Yahnici, “Ankara Kalesi, Türkiye’nin tarihine tanıklık eden çok önemli bir yer"

Davetliler arasında bulunan Şevket Bülend Yahnici, söyleşiye konuşmalarıyla katkı sundu. Ankara Kalesi ve çevresinin başkentliler için önemine değinen Yahnici, konuyu kendi çocukluğundan örneklerle şu sözlerle anlattı: “Bizler, Kale tanınsın diye yola çıkan insanlarız. Ankara Kalesi gerçekten Türkiye’nin tarihine ve kültürüne tanıklık etmiş çok önemli bir yer.

Ben çocukken Kavaflar Sokağı’nda bir berber vardı. Aynı berber tıraş yapar, diş çeker, hacamat yapar, sünnet yapardı. Güzel günler yaşadık.
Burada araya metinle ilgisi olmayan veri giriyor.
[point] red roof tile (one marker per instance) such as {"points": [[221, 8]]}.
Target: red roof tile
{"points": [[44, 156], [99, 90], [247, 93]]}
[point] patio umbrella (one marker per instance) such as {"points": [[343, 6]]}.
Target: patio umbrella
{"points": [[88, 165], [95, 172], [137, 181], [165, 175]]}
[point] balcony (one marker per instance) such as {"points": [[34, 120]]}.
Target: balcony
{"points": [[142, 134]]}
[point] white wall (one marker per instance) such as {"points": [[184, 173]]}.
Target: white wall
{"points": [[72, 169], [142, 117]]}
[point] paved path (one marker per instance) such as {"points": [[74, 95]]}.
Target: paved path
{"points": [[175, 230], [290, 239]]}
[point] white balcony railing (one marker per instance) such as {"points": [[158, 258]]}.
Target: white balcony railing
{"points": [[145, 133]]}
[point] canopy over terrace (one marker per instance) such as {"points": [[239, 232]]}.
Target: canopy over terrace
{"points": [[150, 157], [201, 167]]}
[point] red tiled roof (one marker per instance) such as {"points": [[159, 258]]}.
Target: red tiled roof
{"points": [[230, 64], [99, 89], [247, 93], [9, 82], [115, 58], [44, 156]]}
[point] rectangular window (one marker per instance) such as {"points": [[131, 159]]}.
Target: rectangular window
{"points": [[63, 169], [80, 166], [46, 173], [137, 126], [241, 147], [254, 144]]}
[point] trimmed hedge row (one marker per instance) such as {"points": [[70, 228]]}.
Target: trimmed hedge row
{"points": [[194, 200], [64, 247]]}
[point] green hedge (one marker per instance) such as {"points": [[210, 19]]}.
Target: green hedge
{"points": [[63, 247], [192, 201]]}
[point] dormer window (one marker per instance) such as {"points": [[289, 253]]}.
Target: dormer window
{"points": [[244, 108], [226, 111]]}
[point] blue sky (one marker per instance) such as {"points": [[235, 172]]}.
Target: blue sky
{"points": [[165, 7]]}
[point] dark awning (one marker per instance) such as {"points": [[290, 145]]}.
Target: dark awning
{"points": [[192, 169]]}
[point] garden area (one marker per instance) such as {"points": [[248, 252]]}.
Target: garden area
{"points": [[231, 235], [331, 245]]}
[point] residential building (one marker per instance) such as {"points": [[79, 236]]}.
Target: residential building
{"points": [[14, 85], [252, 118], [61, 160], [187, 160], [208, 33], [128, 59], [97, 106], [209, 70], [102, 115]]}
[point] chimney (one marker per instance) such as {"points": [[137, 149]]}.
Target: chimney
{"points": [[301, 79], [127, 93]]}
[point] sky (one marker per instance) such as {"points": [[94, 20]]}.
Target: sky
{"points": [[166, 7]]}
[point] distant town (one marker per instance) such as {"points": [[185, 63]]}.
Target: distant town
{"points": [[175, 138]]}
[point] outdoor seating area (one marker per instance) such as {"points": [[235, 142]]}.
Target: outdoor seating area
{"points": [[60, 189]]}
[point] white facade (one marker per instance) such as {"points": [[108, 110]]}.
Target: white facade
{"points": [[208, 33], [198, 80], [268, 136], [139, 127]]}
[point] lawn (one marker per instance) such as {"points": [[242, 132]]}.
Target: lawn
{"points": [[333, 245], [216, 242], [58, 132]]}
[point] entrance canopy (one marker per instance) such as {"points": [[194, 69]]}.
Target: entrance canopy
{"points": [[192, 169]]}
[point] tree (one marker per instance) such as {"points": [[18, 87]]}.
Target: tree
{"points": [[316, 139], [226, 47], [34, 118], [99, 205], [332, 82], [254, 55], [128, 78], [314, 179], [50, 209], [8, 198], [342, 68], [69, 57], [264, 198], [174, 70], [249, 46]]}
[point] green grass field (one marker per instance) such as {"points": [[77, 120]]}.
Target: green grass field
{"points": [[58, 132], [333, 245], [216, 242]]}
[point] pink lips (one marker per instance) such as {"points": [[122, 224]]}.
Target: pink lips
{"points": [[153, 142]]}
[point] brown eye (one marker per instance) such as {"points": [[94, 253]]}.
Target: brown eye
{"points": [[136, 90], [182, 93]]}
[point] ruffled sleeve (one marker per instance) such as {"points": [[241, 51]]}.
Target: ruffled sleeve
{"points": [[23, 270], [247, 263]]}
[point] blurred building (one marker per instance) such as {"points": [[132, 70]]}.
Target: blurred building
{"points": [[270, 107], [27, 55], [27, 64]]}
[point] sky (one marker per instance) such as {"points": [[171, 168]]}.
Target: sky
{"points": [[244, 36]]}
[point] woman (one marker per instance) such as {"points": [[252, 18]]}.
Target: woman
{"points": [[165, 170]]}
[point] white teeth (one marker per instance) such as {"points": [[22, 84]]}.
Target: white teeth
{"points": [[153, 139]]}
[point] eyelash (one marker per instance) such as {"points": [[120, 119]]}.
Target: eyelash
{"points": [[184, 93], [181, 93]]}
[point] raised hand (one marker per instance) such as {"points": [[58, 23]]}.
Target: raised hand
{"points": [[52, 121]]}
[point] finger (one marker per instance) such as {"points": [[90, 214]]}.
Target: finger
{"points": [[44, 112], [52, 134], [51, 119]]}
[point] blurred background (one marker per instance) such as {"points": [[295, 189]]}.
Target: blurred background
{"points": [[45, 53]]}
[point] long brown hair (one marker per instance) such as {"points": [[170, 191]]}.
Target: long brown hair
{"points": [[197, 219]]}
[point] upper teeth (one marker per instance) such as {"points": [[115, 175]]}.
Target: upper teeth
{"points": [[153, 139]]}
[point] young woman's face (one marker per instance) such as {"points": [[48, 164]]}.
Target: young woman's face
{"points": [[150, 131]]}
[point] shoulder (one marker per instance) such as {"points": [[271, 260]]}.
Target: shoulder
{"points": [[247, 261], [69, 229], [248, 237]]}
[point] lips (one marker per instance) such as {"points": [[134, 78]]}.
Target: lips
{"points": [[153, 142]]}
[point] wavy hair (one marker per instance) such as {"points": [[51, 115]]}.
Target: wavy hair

Büyüklerimiz bizi korkutmak için sinagogun oraya götürürdü, ‘Haham sizi iğneli fıçıya atar’ derlerdi. Büyüyünce hahamla ahbap olduk. Cumartesi ayinleri için 11 erkek gerekirdi, biz de mahalleden 2-3 kişi Yahudi ayinini yapsın diye gizli gizli oraya gider sonra kaçardık. Yahudi arkadaşlarla birlikte büyüdük. Benim sokağımda Arman Talay oturuyordu, dünyanın en iyi insanlarıydı. Yahudi İshak, Ziraat Fakültesi’ne dekan oldu. Bunların hepsi o dönemin güzellikleri.”

Yavuz, “Ankara’nın geçmişini öğrendikçe burayı daha çok seviyoruz”

Ardından mikrofon alan Prof. Dr. Ayşe Filiz Yavuz ise Cumhuriyetimizin ve Ankara’nın başkent oluşunun 100’üncü yılına özel bir kitap hazırladıklarını anlattı. Çeşitli araştırmalar sonucunda Ankara’ya olan hayranlığının arttığını söyleyen Yavuz, “Türk Yurdu dergisinde 1911’den itibaren Ankara’da neler olduğunu taradık. Ankara hakkında hiç bilmediğimiz değerli bilgiler edindik. Endemik bitkiler, ismi unutulan muhitler... Ankara bir derya deniz. Bu bilgilerin ışığında 100’üncü yıla ait bir kitap hazırlamak istedik. Ortaya çok güzel bir iş çıktı.

Ankara, cumhuriyetlere 5 kez başkentlik yapmış. Dünyanın en büyük ikinci hamamı, Roma Hamamı. Araştırdıkça Ankara daha çok seviliyor ama yeni yapılan yerleri, ihanetleri gördükçe insanın içi acıyor” diye konuştu.

Gözüm, “İnsanlar uçar gider, geriye kültür ve düşünce kalır”

Son olarak söyleşiyle ilgili değerlendirmelerde bulunan Ümit Yaşar Gözüm ise “Söyleşide Ankara ve Kale’nin ticaret ve kültür hayatına değinildi. Sayılan birçok isim, bugün yoklar. İnsan uçar gider, ancak bir toplumda kültür sanat, edebiyat ve düşünce dibe doğru giderse asıl ölüm ve kayboluş o zaman olur. Ankara 2000’lerden itibaren kan kaybetmeye başladı ve bunu durdurmak sizlerin elinde. Bir yandan sivil toplum kuruluşları öte yandan kamu kuruluşları ve bilinçli bireyler eliyle kültür ve sanatı Ankara’da yaşatmalıyız. Ankara sadece bürokrasinin, siyasetin değil; kültür ve sanatın başkenti” sözlerini aktardı.

Yazar Abdi Deniz, etkinliğin sonunda okurları için kitaplarını imzaladı.